La douleur était si atroce que je n’arrivais pas à me relever. Une voix criait dans ma tête. Elle m’appelait. Elle toquait à ma porte.

 

- Qu’est-ce que tu me veux, Batave ?

- A toi, rien. Je savais qu’en vous réunissant tous les trois devant le haïku, les souvenirs vous remonteraient. Comme ça a été le cas dans la maison sur la colline, ou dans la rue des pendus, ou dans le train, ou sur les falaises, ou dans la maison de l’ermite ou en Patagonie. Lorsque vous êtes tous les trois, vous vous emmêlez les pinceaux.

- Mais comment ?

- Je sais beaucoup de choses que tu ignores, Emma. Je vous ai réunis à Cipango pour provoquer les choses comme je l’avais fait dans la maison de l’ermite. Mais cet imbécile de Gaspard a tout fait rater. Il est trop amoureux de toi pour raisonner logiquement. Je savais que Rochefort essaierait de tuer Gaspard et que tu l’en empêcherais.
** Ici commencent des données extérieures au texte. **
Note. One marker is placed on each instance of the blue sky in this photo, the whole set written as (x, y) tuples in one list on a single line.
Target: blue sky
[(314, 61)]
Tu as toujours été plus forte que lui. Après cela, je savais que tu ne trouverais aucune raison pour refuser de me voir. Pour ce que tu avais appris et parce qu’il te faut sans cesse une raison de te battre.

- Arrête ! Tu ne peux pas savoir tout cela ! Tu ne me connais pas !

- Est-il si difficile d’imaginer que tu sois venue pour me tuer, Emma ?

 

Je jetais un œil vers Emma. Toujours l’arme à la main, elle était en larmes. La dernière fois que je l’avais vue pleurer, c’était en Patagonie et elle s’appelait Aurore.

Qu’est-ce que je raconte ? Je ne suis jamais allé en Patagonie. Et elle s’appelle Emma pas Aurore.

 

- Tu vois, Gaspard n’arrive plus à suivre.

 

Mais qui est ce Batave ? Comment sait-il des choses qui ne sont arrivées qu’à moi ? Et Emma ? Est-elle vraiment venue pour le tuer ?

Elle pointa son arme vers lui. Ses mains tremblaient.

 

- Puisque tu as lu le haïku, tu dois savoir que rien ne peut me tuer. Surtout pas toi.

- Je sais ce qui peut te tuer. Et je sais où le trouver.

 

Pour la première fois, Batave ne sut que répondre. Il sembla perdre tout contrôle et toute assurance.

 

- Menteuse ! C’est impossible ! L’ermite l’a perdu.

- Non. Rochefort savait très bien où il se trouvait. Je ne sais pas qui tu es, Batave mais je peux le deviner. Et puis, tu n’as pas autant de pouvoir que moi.

- C’est impossible !

- Lorsque l’ermite a envoyé Rochefort dans cet autre endroit et qu’il a disparu devant nos yeux, il l’a emporté avec lui. J’ignore ce qui s’est passé par la suite mais Rochefort a réussi à revenir, grâce à ce lien dont tu es jaloux. Oui, Gaspard, Rochefort et moi sommes liés comme le témoigne le haïku. Est-il si improbable que Rochefort l’ait récupéré avant de revenir ?

- Tu ne peux pas l’avoir. Ce n’était pas dans la même histoire.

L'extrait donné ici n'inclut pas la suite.